Modelling and evaluating complex user entitlements in directory services using JSON and REST
2019-11-06, 11:35–12:20, Main Conference Room
.ical
Internet-scale consumer services and large corporations have a similar problem: once a user is authenticated, what should they have access to? Major security incidents and data breaches have shown that authorisation problems can have a catastrophic impact on organisations. Group memberships no longer provide the granularity or data model required by these complex scenarios, so many organisations are forced to model entitlements in non-LDAP services. This presentation will show that with the introduction of JSON attributes and RESTful interfaces, LDAP directories can provide the capabilities required for complex entitlement modelling and evaluation.

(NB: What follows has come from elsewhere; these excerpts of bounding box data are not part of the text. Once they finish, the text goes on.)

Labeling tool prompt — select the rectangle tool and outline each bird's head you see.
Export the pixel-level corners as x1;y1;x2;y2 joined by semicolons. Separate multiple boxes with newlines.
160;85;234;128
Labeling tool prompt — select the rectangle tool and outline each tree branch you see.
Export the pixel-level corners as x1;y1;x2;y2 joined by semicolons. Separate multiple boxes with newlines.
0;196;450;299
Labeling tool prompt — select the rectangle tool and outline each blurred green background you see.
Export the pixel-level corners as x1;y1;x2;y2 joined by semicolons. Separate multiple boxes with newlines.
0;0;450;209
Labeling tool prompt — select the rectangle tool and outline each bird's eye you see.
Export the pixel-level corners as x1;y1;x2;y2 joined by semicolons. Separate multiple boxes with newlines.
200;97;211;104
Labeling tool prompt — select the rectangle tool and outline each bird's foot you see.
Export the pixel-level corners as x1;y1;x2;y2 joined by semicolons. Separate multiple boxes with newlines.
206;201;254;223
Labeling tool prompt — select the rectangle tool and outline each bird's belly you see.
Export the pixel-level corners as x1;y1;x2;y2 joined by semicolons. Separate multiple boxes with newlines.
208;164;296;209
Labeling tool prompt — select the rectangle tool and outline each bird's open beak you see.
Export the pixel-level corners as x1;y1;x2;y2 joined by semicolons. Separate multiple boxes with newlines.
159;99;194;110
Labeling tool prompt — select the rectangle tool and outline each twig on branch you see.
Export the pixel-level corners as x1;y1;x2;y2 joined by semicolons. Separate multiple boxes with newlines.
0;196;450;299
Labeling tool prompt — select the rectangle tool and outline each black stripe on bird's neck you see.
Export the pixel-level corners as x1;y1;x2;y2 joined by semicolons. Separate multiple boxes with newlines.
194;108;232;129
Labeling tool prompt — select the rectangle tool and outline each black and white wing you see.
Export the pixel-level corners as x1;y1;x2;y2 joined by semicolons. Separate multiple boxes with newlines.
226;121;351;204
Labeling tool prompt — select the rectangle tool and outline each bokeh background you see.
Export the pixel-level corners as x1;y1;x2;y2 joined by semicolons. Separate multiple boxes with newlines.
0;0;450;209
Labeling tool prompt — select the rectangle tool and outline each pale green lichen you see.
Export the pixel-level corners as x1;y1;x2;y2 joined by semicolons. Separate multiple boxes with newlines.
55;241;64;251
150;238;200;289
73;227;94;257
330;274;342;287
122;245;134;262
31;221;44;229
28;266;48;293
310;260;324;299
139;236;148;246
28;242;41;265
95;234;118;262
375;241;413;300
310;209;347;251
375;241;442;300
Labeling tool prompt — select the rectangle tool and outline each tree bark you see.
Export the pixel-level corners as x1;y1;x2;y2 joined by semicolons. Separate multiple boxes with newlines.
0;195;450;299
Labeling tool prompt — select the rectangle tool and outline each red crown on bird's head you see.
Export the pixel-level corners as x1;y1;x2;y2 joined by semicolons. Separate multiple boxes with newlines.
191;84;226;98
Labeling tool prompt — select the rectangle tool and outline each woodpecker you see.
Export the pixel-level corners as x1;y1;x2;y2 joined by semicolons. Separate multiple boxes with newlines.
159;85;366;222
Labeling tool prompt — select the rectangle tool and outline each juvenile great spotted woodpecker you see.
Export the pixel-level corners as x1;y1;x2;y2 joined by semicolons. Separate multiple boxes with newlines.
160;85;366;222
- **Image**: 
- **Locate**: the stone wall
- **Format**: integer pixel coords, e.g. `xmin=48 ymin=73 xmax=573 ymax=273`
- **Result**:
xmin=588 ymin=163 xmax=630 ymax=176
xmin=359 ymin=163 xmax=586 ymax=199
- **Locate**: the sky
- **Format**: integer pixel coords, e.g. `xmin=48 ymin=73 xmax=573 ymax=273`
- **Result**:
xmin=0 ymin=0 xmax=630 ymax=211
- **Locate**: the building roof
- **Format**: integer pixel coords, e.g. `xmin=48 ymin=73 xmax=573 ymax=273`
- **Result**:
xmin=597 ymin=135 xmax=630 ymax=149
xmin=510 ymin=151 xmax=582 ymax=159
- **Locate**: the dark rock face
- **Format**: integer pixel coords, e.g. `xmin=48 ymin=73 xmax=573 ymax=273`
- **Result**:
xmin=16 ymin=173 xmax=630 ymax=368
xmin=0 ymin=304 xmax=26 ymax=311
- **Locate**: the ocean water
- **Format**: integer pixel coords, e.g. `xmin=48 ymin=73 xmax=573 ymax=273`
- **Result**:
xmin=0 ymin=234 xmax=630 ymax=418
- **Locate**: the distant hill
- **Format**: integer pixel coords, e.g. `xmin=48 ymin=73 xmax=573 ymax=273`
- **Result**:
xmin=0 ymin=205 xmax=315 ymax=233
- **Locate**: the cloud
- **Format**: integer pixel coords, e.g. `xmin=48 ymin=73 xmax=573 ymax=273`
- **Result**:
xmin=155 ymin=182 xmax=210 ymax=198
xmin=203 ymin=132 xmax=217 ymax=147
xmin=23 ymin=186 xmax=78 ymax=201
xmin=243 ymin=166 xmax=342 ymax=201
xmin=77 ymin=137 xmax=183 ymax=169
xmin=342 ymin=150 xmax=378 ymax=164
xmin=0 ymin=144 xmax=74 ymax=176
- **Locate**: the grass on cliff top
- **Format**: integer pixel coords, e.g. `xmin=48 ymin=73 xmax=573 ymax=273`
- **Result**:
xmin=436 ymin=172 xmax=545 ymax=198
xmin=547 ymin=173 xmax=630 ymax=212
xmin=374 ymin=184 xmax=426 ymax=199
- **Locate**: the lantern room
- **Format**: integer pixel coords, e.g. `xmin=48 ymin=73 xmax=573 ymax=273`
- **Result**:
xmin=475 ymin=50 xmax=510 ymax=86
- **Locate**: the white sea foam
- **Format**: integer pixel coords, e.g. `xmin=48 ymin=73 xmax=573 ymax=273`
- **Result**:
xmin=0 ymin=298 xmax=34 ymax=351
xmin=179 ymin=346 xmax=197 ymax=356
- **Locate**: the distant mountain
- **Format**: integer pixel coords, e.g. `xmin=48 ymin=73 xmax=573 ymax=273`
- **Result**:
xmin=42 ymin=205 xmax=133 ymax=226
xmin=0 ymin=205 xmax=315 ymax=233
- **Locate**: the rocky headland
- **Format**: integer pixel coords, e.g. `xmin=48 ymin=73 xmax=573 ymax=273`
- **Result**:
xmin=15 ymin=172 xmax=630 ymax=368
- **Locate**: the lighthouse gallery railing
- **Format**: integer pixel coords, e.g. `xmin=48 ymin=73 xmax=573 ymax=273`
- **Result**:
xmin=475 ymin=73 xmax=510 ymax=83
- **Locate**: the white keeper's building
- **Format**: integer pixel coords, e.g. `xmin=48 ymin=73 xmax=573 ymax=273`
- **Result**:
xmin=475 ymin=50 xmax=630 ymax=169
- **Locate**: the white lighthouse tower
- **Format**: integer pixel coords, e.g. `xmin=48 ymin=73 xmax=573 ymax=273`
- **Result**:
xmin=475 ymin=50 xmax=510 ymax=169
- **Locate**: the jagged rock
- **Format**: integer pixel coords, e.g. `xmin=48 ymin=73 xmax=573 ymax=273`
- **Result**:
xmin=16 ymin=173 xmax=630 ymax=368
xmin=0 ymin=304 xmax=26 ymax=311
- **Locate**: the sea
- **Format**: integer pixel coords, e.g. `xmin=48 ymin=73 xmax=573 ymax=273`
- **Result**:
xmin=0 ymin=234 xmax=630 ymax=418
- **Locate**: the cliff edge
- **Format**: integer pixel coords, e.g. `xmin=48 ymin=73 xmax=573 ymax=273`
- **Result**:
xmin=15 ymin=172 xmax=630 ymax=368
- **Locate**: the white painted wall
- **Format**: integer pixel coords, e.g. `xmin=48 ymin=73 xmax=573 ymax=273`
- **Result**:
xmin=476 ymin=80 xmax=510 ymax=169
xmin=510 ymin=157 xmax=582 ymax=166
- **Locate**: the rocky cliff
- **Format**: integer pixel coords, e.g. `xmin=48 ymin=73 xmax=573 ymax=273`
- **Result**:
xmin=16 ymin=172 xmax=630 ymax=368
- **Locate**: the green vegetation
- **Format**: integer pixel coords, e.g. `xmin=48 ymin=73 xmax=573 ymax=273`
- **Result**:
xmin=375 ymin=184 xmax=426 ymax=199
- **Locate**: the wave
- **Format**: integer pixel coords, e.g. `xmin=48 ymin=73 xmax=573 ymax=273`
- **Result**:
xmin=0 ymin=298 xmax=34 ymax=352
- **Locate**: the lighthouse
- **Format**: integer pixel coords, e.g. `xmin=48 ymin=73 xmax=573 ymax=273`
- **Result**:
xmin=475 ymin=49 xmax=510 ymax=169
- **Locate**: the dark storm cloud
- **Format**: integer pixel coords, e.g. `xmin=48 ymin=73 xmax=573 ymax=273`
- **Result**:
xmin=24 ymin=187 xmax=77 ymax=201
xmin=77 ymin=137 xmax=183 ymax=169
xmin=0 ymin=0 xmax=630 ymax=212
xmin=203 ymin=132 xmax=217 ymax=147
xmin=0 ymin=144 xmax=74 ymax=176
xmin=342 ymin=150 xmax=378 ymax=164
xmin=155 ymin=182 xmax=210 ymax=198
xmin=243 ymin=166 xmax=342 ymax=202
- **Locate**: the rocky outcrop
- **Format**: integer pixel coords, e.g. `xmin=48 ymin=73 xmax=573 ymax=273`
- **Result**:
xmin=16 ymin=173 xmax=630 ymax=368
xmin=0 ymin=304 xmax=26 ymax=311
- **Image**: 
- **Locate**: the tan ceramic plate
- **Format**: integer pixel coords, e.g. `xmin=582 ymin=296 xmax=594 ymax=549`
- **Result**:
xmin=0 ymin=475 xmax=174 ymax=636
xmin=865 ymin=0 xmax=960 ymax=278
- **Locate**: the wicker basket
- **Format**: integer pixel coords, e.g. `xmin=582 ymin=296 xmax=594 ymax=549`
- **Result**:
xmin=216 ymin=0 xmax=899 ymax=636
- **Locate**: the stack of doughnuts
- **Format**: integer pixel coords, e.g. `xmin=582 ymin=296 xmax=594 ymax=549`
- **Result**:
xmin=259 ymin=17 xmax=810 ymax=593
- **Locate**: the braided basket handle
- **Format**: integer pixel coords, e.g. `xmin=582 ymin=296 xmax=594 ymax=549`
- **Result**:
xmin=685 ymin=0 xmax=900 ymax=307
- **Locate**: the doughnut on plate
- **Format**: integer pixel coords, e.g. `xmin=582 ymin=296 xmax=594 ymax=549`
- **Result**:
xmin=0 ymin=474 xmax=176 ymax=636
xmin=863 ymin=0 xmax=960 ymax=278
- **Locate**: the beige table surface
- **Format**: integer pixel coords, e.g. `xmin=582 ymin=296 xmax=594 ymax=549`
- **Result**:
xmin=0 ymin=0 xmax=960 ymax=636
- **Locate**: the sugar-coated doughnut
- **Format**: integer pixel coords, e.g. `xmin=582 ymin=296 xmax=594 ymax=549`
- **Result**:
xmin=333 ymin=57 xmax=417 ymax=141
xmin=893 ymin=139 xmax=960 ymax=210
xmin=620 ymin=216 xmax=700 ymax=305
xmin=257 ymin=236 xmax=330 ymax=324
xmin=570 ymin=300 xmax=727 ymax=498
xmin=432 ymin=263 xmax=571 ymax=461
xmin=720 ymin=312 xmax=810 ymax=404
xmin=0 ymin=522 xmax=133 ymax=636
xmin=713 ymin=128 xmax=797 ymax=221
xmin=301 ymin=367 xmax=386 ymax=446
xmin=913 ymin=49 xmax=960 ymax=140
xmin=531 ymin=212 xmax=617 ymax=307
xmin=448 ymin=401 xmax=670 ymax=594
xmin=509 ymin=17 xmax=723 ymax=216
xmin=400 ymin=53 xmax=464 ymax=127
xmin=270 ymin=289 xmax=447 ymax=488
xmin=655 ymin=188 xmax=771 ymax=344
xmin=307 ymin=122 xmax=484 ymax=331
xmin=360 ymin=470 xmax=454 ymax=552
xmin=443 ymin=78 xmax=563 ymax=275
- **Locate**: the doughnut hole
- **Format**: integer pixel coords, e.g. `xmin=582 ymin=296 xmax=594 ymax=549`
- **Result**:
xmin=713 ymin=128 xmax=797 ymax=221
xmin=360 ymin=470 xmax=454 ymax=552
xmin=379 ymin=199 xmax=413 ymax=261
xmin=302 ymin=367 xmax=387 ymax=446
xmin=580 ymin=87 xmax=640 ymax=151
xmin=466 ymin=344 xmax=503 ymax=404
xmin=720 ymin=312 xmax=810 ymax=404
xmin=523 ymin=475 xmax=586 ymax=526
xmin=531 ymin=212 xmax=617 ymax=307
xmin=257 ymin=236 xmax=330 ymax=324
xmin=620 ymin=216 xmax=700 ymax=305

LDAP Directory services are regularly used for authentication and user profile data. Traditionally, complex user entitlements, beyond that which can be modelled using group memberships, has been stored in relational databases and more recently, NoSQL data stores.
This creates a disjointed architecture, where data that must be accessed at runtime for authorisation decisions is split across different services, leading to data management issues and performance problems. This is true in both consumer and corporate environments.
This presentation will detail a method for centralising as much entitlement data as possible in an LDAP directory service, modelling complex entitlements using JSON attributes. Evaluation of entitlements via REST APIs will also be discussed, in the context of OAuth-based authorisation scenarios.
Both employee and consumer use cases will be discussed.